PAN M 360:  « collectif9 et Architek Percussion mènent une réflexion poétique sur l’identité et l’appartenance, à travers les mots et les sons ». Que motive cette réflexion sur l’identité et l’appartenance en 2025?

Andrea Stewart (collectif9) : Lorsque nous avons conçu ce spectacle (de 2016 à 2018), nous voulions créer un espace de rencontre qui accueillerait des artistes, des membres de la communauté et des mélomanes de tous genres. L’idée était que nous arrivions tous quelque part avec nos propres histoires et expériences, et que nous pouvions tous apprendre de celles-ci – des nôtres et de celles des autres. De 2016, quand nous nous sommes lancés dans ce projet en 2025, cette réflexion était toujours d’actualité. Le mouvement et la migration, ainsi que les émotions qui les accompagnent, sont des sujets très humains. Nous avons été inspirés par le sentiment d’aventure, de solitude, d’acceptation qui accompagne nos mouvements, et par la manière dont cela peut être lié à la fois aux personnes et au territoire, aux voyages physiques et émotionnels. Le concept est à la fois abstrait et clair, ce qui le rend propice à une exploration artistique.

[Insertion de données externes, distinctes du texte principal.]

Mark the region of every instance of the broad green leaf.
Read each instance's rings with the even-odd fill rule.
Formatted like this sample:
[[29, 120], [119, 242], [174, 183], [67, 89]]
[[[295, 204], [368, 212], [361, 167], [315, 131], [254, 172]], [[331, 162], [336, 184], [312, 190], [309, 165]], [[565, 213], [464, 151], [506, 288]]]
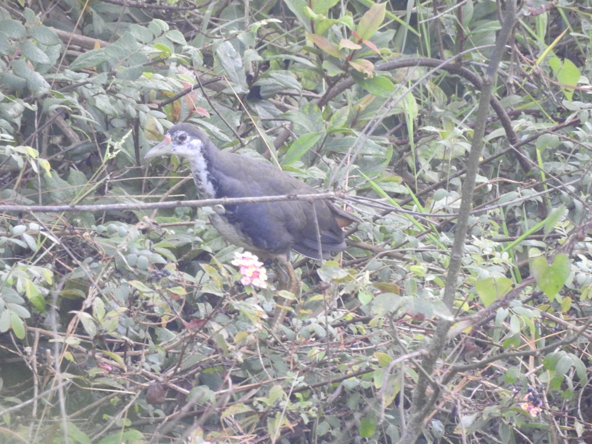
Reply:
[[374, 434], [376, 430], [376, 420], [374, 418], [365, 417], [360, 421], [359, 431], [360, 436], [363, 438], [369, 438]]
[[512, 289], [511, 279], [505, 277], [487, 278], [477, 281], [475, 288], [487, 308], [498, 299], [503, 297]]
[[339, 2], [339, 0], [312, 0], [313, 11], [317, 14], [326, 14], [327, 12]]
[[530, 272], [539, 288], [552, 302], [570, 275], [570, 259], [565, 255], [559, 253], [555, 256], [551, 265], [542, 256], [531, 259], [530, 263]]
[[10, 325], [15, 336], [19, 339], [25, 339], [25, 324], [16, 313], [10, 313]]
[[25, 40], [21, 50], [22, 51], [22, 55], [34, 63], [49, 63], [51, 62], [47, 55], [31, 40]]
[[234, 90], [238, 93], [249, 91], [242, 59], [232, 43], [225, 40], [216, 46], [215, 52], [218, 61], [226, 72]]
[[394, 293], [381, 293], [372, 300], [372, 313], [378, 316], [395, 313], [401, 307], [403, 298]]
[[104, 48], [92, 49], [82, 53], [70, 65], [70, 69], [78, 70], [82, 68], [94, 68], [110, 60], [110, 56]]
[[92, 444], [92, 441], [86, 433], [82, 432], [74, 424], [74, 423], [68, 422], [66, 423], [66, 427], [68, 430], [68, 437], [73, 442], [79, 444]]
[[548, 234], [555, 229], [557, 223], [562, 217], [565, 213], [565, 207], [563, 205], [560, 205], [553, 210], [553, 212], [549, 215], [546, 220], [545, 221], [545, 228], [543, 231], [545, 234]]
[[374, 64], [365, 59], [354, 59], [350, 60], [349, 66], [359, 72], [365, 75], [368, 78], [374, 75]]
[[291, 165], [311, 149], [323, 136], [322, 133], [310, 133], [295, 140], [286, 152], [282, 165]]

La structure du spectacle en tient compte : des mouvements et des sections des différentes pièces sont entrelacés tout au long du programme, soulignant les différentes perspectives et contextes de chaque compositeur-rice et de leur langage. Le texte est le point de départ commun, et il se développe différemment selon les mains qui le manient.

PAN M 360: Vous avez choisi d’ancrer cette réflexion à travers un texte de l’auteur bilingue Kaie Kellough, réputé pour ses liens avec les musiques de création?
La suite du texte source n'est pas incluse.